Tiga Puluh Enam: Kompleksitas!

82 10 0
                                    

Sejak tadi, Agatha sama sekali tidak dapat memejamkan mata. Hingga tengah malam perempuan itu masih terjaga di kamarnya. Dia pastikan barang bawaannya sudah masuk semua ke dalam koper yang teronggok di pojokan kamar.

Tepat pukul Dua dini hari, dia mengambil semua barang yang sudah disiapkan dan mengendap keluar kamar. Rumah besar yang sudah memberikan kenyamanan selama 12 tahun itu dia tinggalkan.

Sebelum meninggalkan rumah, Agatha memastikan semua yang dia butuhkan sudah dibawa. Termasuk surat-surat kepemilikan aset yang berhasil dia balik nama atas namanya sendiri.

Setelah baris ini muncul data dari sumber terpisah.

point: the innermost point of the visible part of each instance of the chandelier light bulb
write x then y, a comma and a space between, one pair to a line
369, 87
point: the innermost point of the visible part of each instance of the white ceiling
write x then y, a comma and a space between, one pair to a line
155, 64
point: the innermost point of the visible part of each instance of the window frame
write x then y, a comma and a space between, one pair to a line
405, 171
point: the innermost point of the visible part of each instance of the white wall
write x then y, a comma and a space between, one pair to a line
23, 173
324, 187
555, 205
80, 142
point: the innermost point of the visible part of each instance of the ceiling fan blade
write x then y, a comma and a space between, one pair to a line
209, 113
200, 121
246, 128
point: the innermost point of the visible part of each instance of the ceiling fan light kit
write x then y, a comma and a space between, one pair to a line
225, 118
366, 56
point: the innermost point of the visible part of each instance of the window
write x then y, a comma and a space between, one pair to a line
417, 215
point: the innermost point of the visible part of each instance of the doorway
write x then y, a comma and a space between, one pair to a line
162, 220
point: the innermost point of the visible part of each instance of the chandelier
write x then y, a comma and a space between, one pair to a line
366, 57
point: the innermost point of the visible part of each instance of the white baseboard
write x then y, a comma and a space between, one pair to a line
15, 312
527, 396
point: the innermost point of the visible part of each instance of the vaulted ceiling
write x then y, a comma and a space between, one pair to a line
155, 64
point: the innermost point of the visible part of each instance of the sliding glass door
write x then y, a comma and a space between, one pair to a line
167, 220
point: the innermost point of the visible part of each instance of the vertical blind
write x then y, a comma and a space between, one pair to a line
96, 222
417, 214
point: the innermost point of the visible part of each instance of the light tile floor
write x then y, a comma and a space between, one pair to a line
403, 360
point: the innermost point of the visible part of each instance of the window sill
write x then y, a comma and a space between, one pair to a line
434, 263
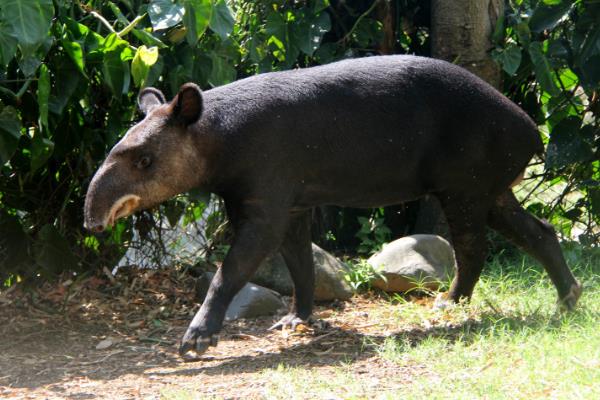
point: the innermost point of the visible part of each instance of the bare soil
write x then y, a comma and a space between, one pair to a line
102, 337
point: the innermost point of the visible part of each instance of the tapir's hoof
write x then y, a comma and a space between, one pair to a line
192, 347
568, 302
291, 322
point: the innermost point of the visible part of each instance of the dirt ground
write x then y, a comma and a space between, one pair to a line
117, 339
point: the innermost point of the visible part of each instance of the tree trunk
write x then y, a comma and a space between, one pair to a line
461, 33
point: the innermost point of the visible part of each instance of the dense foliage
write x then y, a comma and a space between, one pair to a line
550, 52
69, 71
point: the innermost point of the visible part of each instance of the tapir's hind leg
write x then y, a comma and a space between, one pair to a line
538, 239
296, 250
467, 221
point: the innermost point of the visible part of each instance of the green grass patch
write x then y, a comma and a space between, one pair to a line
510, 342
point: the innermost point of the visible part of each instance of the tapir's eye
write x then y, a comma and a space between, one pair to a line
144, 162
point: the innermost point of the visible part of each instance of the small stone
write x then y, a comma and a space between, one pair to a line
104, 344
329, 280
412, 262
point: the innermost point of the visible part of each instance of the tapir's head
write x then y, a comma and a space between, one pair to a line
155, 160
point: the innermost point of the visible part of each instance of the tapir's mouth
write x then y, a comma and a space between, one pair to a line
123, 207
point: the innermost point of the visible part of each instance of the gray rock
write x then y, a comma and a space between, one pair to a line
252, 301
329, 280
414, 261
329, 277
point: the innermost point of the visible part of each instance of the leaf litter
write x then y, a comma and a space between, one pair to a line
116, 337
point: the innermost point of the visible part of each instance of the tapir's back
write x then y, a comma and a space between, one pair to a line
417, 123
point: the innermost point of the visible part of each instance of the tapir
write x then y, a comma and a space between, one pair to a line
367, 132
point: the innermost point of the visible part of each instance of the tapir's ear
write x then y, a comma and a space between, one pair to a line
187, 106
149, 99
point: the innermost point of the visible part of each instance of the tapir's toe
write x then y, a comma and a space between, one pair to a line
291, 322
443, 301
193, 346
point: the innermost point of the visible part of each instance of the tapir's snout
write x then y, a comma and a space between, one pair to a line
108, 198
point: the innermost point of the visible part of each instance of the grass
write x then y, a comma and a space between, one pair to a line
508, 343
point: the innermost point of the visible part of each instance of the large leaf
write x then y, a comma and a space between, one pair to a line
222, 71
543, 71
29, 20
142, 61
73, 49
547, 17
509, 58
10, 131
196, 18
221, 20
165, 13
566, 145
311, 31
67, 77
41, 150
116, 70
43, 94
52, 251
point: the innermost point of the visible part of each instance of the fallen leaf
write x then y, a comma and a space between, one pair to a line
104, 344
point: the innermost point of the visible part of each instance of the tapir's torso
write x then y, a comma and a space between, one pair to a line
365, 132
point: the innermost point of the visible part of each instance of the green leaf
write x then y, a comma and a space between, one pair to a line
10, 131
222, 71
66, 80
311, 31
590, 72
566, 145
43, 94
29, 60
594, 198
543, 72
52, 251
165, 13
590, 47
142, 61
547, 17
29, 20
8, 44
116, 72
14, 243
73, 49
320, 5
41, 150
221, 20
197, 16
509, 58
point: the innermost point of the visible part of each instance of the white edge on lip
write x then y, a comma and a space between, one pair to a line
111, 217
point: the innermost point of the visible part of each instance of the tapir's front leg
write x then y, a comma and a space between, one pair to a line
255, 238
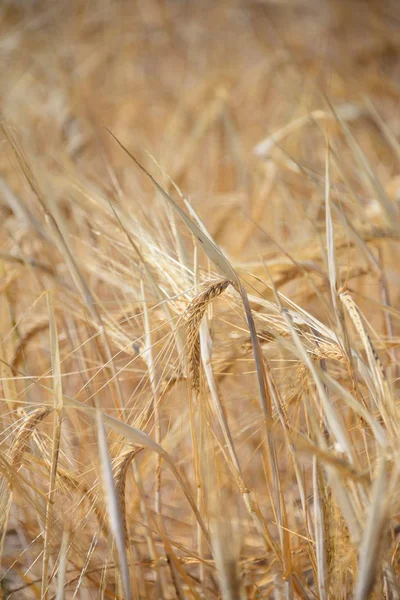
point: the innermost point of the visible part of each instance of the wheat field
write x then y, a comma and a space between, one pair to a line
199, 299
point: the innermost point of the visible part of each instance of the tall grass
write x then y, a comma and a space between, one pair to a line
199, 284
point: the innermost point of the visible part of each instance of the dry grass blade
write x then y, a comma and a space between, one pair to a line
58, 415
120, 470
373, 535
193, 317
135, 436
115, 514
25, 431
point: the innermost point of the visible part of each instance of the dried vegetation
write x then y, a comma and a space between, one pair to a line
199, 299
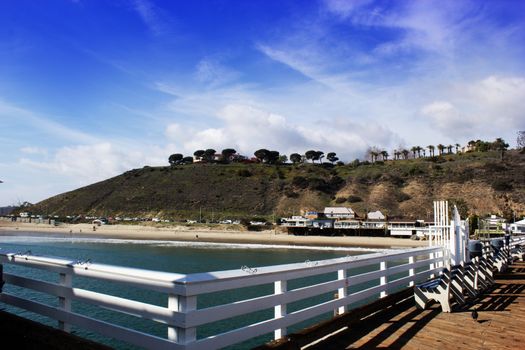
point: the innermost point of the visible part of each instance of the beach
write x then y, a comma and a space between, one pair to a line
199, 234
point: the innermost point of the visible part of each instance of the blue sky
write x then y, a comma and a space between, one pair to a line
89, 89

Di luar, satu unit mobil bersembunyi tidak jauh dari rumah itu, sopirnya menunggu di gerbang. Begitu Agatha berhasil keluar dari rumah, sopirnya itu segera menyambut untuk membantu membawa koper dan satu tas yang Agatha bawa.

Sayangnya gerbang dikunci. Mang Parman, penjaga rumah yang selalu berjaga di pos dekat gerbang tidak ada di tempatnya. Agatha putus asa, dia masuk ke dalam pos penjagaan dan mengobrak-abrik tempat itu mencari kunci gerbang.

"Sialan!" hardik Agatha begitu tahu apa yang dia cari tidak ada di sana.

Dia edarkan pandangannya di ruangan yang tidak begitu luas itu.

"Yank, buruan."

Dari luar, Robin memanggilnya. Agatha yang terlanjur putus asa akhirnya keluar dari pos dan berlari menuju rumah.

"Mau ke mana?" tanya Robin setengah berteriak.

"Ambil kunci bentar."

Agatha ingat, satu gerendel kunci selalu tersimpan di ruangan samping sebelah garasi. Dia bisa kembali ke rumah tanpa diketahui siapa pun. Gerakannya cepat khawatir penghuni rumah termasuk ayah dan Ibunya bangun.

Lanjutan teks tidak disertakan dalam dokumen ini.